N et C représentent des dimensions de personnalité ; ce sont des construits. Les auteurs font référence à des études statistiques qui permettent d'estimer la précision moyenne avec laquelle on peut prédire l'issue des "traitements", connaissant les scores en N et en C. Ces études utilisent des modèles de prévision statistique. Cependant, lorsqu'on s'intéresse à un individu en particulier, un modèle de prévision statistique n'est d'aucune utilité. Dans un modèle de prévision statistique, la notion de qualité de la prévision moyenne est définie non pas au niveau individuel, mais au niveau d'une population d'individus. Autrement dit, lorsqu'il prédit une issue favorable à partir des scores en N et C, le psychologue ne sait pas si l'issue sera effectivement favorable. L'application systématique du modèle de prévision lui permet de minimiser la moyenne des erreurs de prédiction au fur et à mesure qu'augmente le nombre des personnes pour lesquelles il prédit l'issue du traitement. En résumé, la proposition

"nous observons des scores en N et C tels que l'issue du traitement est probablement favorable"

n'est pas une proposition forte, en ce sens qu'elle n'apporte pas beaucoup d'information pour éclairer le cas de la patiente. D'un point de vue légaliste, la patiente ne peut pas reprocher au psychologue de s'être trompé dans son pronostic si celui-ci est explicitement basé sur un modèle statistique.

Parfois, l'interprétation des scores est une reformulation en langage naturel du profil des scores. Par exemple, on peut lire à propos de l'interprétation d'un autre profil de personnalité établi avec le NEO PI-R des passages comme "Cet individu est anxieux, généralement craintif et il a tendance à se faire facilement du souci. Il se met parfois en colère contre les autres et se sent souvent triste, seul et rejeté" (p. 28). Certains tests informatisés produisent ce type de prose de manière automatique à partir des réponses aux items.

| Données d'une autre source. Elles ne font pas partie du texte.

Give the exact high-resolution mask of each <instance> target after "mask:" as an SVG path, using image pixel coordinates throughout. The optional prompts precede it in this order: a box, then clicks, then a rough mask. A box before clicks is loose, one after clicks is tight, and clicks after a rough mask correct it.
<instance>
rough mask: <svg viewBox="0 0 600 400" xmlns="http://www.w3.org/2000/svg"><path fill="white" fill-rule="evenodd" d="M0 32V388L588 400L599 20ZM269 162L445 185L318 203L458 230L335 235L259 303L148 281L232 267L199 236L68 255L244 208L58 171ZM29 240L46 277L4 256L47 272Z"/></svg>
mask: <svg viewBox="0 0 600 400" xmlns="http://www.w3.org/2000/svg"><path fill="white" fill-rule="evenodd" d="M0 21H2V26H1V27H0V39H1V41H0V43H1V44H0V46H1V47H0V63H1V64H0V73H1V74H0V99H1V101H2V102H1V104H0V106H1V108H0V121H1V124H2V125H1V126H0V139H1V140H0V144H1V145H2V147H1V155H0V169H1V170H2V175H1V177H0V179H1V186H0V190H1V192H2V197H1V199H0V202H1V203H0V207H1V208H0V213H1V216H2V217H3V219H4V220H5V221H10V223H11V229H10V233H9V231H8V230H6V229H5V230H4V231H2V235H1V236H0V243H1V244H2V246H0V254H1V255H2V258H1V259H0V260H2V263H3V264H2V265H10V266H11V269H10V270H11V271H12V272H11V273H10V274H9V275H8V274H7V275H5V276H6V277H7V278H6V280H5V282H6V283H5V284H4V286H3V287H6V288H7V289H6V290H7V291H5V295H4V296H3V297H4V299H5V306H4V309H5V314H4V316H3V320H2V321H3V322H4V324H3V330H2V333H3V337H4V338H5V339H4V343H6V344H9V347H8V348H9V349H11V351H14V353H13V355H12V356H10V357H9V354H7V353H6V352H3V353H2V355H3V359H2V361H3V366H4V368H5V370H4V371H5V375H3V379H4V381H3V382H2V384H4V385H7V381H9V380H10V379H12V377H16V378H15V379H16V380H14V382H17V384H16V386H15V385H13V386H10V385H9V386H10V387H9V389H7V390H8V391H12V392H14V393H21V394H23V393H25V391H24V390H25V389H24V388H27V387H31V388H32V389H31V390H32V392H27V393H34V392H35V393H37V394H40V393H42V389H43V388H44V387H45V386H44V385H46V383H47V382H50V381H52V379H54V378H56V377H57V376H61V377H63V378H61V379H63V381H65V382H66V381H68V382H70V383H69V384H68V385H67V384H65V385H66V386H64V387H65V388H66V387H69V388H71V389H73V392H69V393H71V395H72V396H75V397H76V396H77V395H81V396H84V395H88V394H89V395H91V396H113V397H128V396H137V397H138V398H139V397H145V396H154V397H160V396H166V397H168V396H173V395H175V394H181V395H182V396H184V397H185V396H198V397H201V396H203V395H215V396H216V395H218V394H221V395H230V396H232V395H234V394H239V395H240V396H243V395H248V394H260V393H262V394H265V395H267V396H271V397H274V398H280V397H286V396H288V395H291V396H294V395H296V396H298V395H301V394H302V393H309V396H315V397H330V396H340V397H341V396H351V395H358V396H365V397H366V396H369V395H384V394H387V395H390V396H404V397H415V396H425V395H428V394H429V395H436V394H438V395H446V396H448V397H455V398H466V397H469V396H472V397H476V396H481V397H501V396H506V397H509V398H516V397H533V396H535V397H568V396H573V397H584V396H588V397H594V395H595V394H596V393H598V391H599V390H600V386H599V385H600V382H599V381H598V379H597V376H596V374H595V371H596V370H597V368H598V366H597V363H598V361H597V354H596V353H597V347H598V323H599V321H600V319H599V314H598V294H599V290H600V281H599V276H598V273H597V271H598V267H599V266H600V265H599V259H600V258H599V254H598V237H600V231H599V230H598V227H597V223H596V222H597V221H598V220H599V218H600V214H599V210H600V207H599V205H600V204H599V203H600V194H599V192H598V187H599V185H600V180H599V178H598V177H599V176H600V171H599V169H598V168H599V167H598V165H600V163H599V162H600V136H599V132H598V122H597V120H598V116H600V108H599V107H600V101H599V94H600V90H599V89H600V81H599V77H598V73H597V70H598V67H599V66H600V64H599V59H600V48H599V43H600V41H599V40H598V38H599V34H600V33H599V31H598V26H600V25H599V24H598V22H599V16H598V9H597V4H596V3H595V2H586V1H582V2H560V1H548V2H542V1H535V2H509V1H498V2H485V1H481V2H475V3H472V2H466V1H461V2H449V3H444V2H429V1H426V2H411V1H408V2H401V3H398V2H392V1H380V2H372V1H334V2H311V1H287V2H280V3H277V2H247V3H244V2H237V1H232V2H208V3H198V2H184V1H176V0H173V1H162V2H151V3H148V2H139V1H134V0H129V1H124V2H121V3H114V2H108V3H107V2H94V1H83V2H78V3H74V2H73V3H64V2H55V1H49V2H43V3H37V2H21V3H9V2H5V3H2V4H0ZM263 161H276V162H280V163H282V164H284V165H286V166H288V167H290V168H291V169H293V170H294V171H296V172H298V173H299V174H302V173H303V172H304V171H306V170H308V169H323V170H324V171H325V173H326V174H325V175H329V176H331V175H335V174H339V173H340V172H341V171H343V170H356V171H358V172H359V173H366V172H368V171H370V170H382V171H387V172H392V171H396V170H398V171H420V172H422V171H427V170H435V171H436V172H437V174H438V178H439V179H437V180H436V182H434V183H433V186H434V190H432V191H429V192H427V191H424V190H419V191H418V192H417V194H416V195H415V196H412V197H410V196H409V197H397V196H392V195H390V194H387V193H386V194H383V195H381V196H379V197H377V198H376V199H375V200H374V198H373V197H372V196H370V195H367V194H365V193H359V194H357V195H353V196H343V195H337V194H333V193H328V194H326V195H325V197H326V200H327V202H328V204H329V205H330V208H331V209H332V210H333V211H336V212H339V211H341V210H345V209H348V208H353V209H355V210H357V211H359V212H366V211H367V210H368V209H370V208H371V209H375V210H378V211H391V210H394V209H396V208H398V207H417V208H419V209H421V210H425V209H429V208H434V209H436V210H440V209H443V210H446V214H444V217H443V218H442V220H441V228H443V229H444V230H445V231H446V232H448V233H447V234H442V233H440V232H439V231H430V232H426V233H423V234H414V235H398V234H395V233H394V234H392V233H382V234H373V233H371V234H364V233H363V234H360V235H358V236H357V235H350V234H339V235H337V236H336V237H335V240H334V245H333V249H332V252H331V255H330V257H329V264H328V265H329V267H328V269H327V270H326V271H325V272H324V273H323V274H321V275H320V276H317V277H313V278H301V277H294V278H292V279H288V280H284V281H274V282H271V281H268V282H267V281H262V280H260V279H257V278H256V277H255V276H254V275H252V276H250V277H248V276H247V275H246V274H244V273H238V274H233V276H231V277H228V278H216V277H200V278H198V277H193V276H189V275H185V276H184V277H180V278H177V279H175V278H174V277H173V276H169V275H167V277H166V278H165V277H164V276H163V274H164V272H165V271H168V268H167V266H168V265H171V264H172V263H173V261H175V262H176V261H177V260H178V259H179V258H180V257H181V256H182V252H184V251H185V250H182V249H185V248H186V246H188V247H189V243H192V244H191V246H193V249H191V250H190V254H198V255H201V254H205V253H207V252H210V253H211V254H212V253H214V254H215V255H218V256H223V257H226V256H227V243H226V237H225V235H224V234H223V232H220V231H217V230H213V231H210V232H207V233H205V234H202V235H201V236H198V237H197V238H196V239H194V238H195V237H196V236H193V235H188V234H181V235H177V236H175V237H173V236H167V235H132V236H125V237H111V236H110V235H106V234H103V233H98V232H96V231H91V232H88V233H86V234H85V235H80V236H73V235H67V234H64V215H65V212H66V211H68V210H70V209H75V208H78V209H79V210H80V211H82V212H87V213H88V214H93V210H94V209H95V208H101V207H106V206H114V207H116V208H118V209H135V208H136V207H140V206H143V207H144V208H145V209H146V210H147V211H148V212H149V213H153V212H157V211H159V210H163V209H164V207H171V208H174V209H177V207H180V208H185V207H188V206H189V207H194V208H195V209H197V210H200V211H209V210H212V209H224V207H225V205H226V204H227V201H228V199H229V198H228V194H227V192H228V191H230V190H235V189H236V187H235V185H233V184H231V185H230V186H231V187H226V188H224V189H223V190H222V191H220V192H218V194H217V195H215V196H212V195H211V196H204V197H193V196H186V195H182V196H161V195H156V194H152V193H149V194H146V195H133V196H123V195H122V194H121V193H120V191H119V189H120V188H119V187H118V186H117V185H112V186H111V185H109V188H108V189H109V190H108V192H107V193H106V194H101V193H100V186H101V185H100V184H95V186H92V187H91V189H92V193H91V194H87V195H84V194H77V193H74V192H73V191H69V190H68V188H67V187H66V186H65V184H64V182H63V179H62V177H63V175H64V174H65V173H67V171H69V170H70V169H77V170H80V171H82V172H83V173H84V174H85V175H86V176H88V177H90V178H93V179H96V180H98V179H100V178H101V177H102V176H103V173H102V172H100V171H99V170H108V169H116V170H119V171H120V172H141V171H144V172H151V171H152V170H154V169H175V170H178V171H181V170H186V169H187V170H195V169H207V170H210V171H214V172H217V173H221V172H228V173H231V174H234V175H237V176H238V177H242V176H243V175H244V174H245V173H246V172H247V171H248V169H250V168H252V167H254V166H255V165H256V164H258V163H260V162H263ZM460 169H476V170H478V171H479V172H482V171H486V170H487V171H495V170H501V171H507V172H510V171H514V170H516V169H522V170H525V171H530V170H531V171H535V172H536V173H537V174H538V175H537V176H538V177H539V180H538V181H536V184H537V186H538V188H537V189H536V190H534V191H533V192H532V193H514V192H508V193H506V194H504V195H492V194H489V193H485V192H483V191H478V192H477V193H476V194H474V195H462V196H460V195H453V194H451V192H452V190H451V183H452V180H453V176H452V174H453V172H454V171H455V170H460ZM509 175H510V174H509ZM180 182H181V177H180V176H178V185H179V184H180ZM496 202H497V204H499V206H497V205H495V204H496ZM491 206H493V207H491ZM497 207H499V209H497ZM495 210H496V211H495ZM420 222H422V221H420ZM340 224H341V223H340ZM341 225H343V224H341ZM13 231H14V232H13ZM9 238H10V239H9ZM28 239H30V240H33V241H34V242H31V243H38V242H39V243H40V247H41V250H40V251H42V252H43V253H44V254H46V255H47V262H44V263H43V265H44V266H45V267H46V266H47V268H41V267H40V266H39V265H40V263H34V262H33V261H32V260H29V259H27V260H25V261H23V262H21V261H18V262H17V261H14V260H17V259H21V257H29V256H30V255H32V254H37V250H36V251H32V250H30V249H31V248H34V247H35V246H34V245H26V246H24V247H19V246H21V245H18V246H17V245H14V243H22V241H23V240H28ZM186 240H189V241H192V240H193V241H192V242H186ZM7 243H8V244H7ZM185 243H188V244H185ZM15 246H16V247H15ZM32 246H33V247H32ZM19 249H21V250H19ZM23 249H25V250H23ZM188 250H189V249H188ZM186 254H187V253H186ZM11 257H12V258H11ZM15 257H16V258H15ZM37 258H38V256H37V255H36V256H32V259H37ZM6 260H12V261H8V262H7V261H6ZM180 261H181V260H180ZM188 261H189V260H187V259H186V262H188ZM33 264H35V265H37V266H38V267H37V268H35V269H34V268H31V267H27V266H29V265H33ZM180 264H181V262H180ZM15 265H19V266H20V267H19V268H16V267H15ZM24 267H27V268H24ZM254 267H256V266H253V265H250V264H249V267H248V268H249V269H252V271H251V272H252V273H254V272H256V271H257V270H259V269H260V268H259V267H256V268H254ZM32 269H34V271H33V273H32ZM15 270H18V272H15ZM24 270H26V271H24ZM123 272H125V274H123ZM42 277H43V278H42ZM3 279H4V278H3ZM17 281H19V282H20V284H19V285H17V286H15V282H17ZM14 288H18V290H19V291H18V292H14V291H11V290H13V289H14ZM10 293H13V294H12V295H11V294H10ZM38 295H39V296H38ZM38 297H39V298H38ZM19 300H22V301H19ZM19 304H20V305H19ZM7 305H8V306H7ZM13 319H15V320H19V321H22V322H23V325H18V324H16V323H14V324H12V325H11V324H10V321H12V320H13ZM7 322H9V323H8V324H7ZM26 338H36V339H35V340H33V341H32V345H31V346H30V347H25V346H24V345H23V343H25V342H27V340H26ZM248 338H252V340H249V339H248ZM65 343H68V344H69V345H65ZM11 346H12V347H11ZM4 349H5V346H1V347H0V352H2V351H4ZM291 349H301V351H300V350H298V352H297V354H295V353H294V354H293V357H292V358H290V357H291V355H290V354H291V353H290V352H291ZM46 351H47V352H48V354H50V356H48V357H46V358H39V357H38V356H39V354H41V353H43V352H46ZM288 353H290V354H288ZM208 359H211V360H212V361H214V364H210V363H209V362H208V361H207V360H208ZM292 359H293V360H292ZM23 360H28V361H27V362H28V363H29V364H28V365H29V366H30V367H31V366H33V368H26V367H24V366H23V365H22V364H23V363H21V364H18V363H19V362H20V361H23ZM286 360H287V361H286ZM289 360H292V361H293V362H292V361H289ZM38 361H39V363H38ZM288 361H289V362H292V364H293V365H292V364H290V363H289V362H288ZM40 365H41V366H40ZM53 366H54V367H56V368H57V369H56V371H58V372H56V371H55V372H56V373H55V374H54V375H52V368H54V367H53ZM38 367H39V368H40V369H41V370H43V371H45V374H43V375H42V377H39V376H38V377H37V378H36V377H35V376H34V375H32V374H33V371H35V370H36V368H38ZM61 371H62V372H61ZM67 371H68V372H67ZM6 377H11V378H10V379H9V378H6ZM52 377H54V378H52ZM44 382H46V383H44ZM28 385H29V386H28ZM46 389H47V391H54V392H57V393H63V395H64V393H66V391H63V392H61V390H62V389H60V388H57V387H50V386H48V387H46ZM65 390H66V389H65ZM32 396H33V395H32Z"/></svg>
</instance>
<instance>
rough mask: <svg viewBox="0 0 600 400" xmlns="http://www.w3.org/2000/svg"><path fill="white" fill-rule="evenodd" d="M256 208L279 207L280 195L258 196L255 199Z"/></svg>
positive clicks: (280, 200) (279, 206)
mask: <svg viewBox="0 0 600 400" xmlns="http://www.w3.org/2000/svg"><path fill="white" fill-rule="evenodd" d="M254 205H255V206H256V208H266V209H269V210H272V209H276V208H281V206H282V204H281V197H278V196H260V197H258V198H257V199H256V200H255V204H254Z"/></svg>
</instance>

L'interprétation des résultats psychométrique sera plus satisfaisante si l'on dispose d'une théorie forte expliquant les scores. Par exemple, si l'on sait que des lésions cérébrales d'un certain type provoquent des troubles cognitifs qui se traduisent par des difficultés à répondre aux items d'un test, on peut déduire que la présence de ces lésions implique un faible score au test. Par conséquent, un score élevé permettra d'écarter l'hypothèse de l'existence de ce type de lésion (conclusion de premier type). Un score faible permettra seulement de confirmer la possibilité de la lésion.

L'interprétation des résultats d'un test fait donc appel à des connaissances théoriques et empiriques d'une part, ainsi qu'à un sens critique développé. Une bonne formation logique et épistémologique est à cet égard un atout précieux.